Shells were hammering the ruins, and even deep below ground the concussion of the impacts could be felt. Sometimes a monstrous 182mm round would impact, and then the shock would travel down through the walls and be transmitted by the rock itself to the floor beneath his feet. The lights would dim and then flare once more to full strength, to highlight the dribbles of dust and floating cobwebs shaken from the ceiling.

He’d lost track of time; all he knew was that this was the first moment since the shelling had started that he’d not had a victim of it waiting for attention. Sampson did a round of those already treated. They were all quiet, making no complaint or fuss. It was something to be grateful for that the Russians had not as yet used chemical weapons. Working in respirator and full NBC suit with his patients at constant risk would have been a nightmare.

Most of the girls were still among the injured, but Karen and to a lesser extent a couple of the others had been a great help. Their presence, even that of those who were laid out in the far corner, had played a large part in controlling the situation when the trickle of wounded had suddenly become a flood.

Men with gaping cuts, broken limbs and extensive burns had been calmed by the sight of the girls going quietly about their work. Those who had been forced to wait for attention found new reserves of endurance while the girls moved among them, and their presence had not had merely a cosmetic effect.

As each man was brought forward in his turn, Sampson found them already prepared for him, clothing cut away, the wound cleansed.

But all their efforts could not rid the room of the smells that permeated it. There was no ventilation and the air was becoming foul.

Carrington entered, followed by a Dutchman who appeared reluctant to breathe the fetid atmosphere.

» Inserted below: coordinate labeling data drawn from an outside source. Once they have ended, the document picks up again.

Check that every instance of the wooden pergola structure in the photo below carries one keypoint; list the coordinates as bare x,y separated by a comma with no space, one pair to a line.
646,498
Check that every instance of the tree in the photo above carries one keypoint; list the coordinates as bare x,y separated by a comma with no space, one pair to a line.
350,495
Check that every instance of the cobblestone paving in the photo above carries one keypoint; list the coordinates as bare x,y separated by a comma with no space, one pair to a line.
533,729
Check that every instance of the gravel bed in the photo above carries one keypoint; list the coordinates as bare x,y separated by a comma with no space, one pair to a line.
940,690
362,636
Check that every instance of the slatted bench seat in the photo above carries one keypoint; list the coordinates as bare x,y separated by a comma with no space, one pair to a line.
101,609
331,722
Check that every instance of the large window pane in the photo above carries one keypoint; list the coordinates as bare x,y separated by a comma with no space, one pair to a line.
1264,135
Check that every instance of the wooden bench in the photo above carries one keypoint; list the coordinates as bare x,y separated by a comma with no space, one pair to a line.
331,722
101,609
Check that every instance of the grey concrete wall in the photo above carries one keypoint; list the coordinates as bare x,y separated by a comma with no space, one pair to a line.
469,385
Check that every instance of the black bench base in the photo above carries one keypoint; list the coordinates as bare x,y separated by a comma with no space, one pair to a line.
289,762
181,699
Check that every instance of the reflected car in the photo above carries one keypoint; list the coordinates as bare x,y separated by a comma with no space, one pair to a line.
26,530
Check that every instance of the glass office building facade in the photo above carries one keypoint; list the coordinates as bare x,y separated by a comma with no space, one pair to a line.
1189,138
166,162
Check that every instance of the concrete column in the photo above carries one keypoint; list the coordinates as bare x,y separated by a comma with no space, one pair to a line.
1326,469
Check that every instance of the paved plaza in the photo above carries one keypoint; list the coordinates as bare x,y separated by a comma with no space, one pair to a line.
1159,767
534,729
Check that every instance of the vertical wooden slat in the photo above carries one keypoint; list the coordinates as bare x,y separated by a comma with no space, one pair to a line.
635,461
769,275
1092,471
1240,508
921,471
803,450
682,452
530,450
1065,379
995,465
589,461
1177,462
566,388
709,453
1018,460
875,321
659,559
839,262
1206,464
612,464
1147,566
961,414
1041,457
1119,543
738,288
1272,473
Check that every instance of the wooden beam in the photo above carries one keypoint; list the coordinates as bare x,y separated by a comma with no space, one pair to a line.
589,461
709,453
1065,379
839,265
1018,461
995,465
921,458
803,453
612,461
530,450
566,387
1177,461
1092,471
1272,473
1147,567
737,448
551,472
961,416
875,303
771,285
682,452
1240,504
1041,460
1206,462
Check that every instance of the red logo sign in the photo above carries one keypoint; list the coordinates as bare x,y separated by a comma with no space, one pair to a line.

‘Got a stiff you want carted?’

As they struggled out with their awkward burden, Sampson followed, holding doors open for them. Along the branch passageway, into the main corridor to the steps and up into a ground floor room that was unrecognizable since the last time he’d seen it so shortly before.

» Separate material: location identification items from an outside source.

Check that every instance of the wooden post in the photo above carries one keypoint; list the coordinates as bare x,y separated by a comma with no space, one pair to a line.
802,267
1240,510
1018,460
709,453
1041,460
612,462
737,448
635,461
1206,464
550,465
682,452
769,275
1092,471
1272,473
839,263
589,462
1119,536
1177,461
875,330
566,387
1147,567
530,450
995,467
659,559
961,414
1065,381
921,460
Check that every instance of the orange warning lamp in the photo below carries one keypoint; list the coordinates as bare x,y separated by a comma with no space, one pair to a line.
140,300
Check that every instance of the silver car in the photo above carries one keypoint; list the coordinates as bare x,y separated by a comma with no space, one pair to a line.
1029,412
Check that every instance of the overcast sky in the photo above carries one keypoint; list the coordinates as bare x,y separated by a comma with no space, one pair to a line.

Sections of the ceiling had fallen in, bringing masses of plaster that had been crushed to a fine white powder beneath heavy army boots. Against a wall was a close-packed line of jacket-and blanket-shrouded bodies.

Lowering the latest addition to the growing tally, Carrington didn’t flinch as a shell struck the outside wall and sent a fresh scattering of pulverized plaster over the corpses.

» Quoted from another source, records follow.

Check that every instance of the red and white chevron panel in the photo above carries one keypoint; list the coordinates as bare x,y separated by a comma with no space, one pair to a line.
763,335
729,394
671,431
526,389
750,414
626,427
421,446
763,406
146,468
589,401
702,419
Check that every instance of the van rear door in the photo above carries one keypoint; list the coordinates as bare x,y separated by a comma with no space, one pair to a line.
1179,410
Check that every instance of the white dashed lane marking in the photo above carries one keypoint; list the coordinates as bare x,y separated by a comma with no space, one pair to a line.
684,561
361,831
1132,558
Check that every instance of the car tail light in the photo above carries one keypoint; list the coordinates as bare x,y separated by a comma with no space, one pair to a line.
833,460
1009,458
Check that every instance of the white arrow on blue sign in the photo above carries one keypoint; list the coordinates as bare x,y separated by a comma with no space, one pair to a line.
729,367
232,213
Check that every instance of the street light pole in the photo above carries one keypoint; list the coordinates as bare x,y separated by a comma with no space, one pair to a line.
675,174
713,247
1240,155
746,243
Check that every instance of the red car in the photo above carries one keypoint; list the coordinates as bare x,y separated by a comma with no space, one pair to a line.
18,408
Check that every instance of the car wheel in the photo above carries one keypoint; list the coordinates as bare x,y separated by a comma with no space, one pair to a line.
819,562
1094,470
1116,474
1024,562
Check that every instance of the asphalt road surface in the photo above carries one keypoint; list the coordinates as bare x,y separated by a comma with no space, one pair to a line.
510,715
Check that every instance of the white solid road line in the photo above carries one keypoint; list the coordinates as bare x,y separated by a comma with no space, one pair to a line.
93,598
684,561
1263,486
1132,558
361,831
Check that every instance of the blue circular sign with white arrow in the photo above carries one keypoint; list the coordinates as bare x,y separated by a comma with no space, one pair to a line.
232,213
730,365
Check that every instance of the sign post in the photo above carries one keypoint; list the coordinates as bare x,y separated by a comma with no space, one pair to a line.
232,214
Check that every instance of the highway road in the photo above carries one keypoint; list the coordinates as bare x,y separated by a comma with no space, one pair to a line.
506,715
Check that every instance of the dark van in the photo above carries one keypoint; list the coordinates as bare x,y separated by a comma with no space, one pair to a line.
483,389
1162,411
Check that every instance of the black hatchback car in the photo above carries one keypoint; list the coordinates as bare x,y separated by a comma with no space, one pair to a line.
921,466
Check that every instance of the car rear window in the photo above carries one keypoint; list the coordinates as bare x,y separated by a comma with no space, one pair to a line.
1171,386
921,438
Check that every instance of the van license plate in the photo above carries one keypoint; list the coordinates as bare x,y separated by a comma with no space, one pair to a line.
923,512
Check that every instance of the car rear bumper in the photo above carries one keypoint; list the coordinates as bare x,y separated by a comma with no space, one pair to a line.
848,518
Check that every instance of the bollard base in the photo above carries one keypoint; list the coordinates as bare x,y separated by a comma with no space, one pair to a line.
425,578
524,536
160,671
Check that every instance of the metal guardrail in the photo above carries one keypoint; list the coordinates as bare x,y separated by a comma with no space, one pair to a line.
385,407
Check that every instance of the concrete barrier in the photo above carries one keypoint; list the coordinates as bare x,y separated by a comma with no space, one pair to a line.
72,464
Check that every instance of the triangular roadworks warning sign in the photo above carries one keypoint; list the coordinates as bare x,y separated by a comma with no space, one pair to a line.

‘Why doesn’t the major bring you all down into the cellars?’ Sampson hunched his head down between his shoulders as a big shell pounded another crater in the mercifully thick fabric of the castle.

‘Can’t.’

Sampson found himself bobbing up and down while Carrington remained unmoved by the barrage. ‘All we’re doing is taking stick and casualties, for nothing.’

‘The commies are pushing a road through the minefield; we’re trying to put them off. We let them have it every time the dust clears for a second.’

A giant blow against the wall of the room marked the impact of a 182mm ‘concrete buster’ shell. Cracks radiated from a point a meter above the row of dead. Shards of carved stonework skittered across the floor and a drop of molten lead splashed on the dusty tiles and solidified into a ragged star.

Clutching a face opened from brow to chin, a figure stumbled toward the medic. Dashing forward, Sampson caught him as he sagged, and started down the stair with him.

Reaching the bottom step he saw Karen running forward to help. ‘It’s okay. I’ve got him, I’ll manage. You and the other girls start to get another room ready.’ He felt the man’s blood soaking into the shoulder of his jacket, warm and sticky. ‘We’re going to need it soon.’